Liposome’s size distribution was characterized by dynamic light scattering, with a typical hydrodynamic diameter (ZAvg) in the range of 127–146 nm and 125–165 nm, before and after photocatalysis, in agreement with previous studies. Measurements of the zeta potential (ζ) indicated a neutral, negative, or positive surface charge of the liposomes which was in all cases in line with the molar ratio of the (main lipid):(14:0 PEG2000 PE):RuC 9 applied (see Table S3). Additional measurements were performed by changing the cation (Na+ replaced with K+, Li+, or Cs+) in the bicarbonate aqueous solution (see details in Supporting Information, page 6). The liposome stability and size distribution were only partially affected before irradiation, with ZAvg in the range of 121–190 nm, the only exception was for DPPG with Cs+ cation with ZAvg = 70.0 ± 1.8 nm. After catalysis, in both DPPG- and DPPC-based liposomes (Li+) a great increase in size distribution was observed, with 517.4 ± 1.1 nm and 500.2 ± 4.3 nm, respectively (Table S4).

Membrane Uptake

To quantify the resulting actual amounts of RuC 9 and CoTTP in light-active liposome samples under the experimental conditions, high-resolution continuum source graphite furnace atomic absorption spectrometry was performed (see Tables and S5–S6). HR-CS-GFAAS is an established method for direct, interference-free quantification of elements at trace levels (down to low μg/kg) in complex matrices with high precision. In the row of zwitterionic lipid membranes (DOPC, DMPC, and DPPC), Ru concentrations of 2774 ± 207, 662 ± 64, and 706 ± 47 μg L–1 and Co concentrations of 100 ± 3, 77 ± 1, and 58 ± 1 μg L–1 were measured, respectively. In the row of negatively charged lipid membranes (DOPG, DMPG, and DPPG), Ru mass concentrations of 2266 ± 48, 1094 ± 115, and 1079 ± 76 μg L–1 and Co mass concentrations of 94 ± 2, 78 ± 2, and 68 ± 1 μg L–1 were determined, respectively. For both metals’ concentrations, a decreasing trend with increasing T m was observed. Within the same headgroup class lipids, the Ru uptake was similar for lipids at the transition phase and gel phase (DMPC vs DPPC, DMPG vs DPPG). Interestingly, in DPPC, which immobilized 16 ± 1 nmol RuC 9 , our system showed a lower immobilization efficiency in comparison with a similar system where Klein et al. performed light-driven CO2 reduction with DPPC-based liposomes (>75 nmol). These additional losses of RuC 9 in our case might be caused by the additional size exclusion purification step and different buffer. Nevertheless, with the uptake quantification of PS and CAT, it was possible to avoid underestimation of TONCO and TOFCO results in photocatalytic experiments.

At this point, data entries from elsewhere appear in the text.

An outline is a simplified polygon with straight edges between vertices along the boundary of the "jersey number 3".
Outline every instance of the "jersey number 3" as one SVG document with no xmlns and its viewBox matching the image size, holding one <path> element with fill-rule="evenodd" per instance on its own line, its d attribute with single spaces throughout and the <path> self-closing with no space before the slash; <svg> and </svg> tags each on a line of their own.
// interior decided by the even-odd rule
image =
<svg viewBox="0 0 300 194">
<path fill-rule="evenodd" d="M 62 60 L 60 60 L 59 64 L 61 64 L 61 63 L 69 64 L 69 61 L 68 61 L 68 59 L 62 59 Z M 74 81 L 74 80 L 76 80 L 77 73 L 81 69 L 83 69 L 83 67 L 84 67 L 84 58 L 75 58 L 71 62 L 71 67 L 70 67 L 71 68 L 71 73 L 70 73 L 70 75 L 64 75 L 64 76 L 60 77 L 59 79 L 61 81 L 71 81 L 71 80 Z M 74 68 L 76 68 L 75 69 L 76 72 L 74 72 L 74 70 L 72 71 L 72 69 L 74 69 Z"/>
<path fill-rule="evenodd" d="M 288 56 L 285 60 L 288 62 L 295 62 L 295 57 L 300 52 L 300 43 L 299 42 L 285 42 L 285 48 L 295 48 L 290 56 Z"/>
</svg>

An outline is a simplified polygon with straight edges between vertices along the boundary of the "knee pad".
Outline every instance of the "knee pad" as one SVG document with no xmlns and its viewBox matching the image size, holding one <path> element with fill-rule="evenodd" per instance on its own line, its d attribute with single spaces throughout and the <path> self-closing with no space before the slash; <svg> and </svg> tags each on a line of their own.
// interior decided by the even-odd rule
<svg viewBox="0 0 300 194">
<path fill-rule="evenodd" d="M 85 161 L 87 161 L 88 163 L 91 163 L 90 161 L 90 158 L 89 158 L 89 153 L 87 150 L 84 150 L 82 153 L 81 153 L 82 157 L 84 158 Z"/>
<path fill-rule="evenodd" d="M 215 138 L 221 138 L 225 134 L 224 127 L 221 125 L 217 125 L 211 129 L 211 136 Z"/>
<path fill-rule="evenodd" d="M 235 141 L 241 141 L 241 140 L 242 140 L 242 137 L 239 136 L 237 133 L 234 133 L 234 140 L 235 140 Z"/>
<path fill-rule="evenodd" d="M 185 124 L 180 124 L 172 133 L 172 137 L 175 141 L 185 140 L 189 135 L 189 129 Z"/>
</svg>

1. Overview of Mass Concentrations of Ruthenium and Cobalt (γRu and γCo) Determined by HR-CS-GFAAS and the Corresponding Actual Amounts of RuC9 and CoTTP in Different Liposome Samples .

Host lipid γRu (μg L–1) RuC9 (nmol) γCo (μg L–1) CoTTP (nmol)
DOPC 2774 ± 207 55 ± 4 100 ± 3 3.4 ± 0.1
DMPC 662 ± 64 13 ± 1 77 ± 1 2.61 ± 0.05
DPPC 706 ± 47 16 ± 1 58 ± 1 2.35 ± 0.04
DOPG 2266 ± 48 45 ± 1 94 ± 2 3.2 ± 0.1
DMPG 1094 ± 115 22 ± 2 78 ± 2 3.0 ± 1.0
DPPG 1079 ± 76 24 ± 2 68 ± 1 2.60 ± 0.06
DPPC 3772 75 - -
a

Experimental conditions: liposome samples with a 100:1:2:0.2 molar ratio of (main lipid):(14:0 PEG2000 PE):RuC9 :CoTTP with c­(main lipid) = 5 mM, based on theoretical values.

b

100 nmol expected from vesicle preparation.

c

10 nmol expected from vesicle preparation.

d

From ref Experimental conditions before extrusion: [DPPC] = 6.25 mM, [NaDSPE-PEG2K] = 62.5 μM, [RuC 9 ] = 25 μM in 0.1 M NaH2PO4 buffer.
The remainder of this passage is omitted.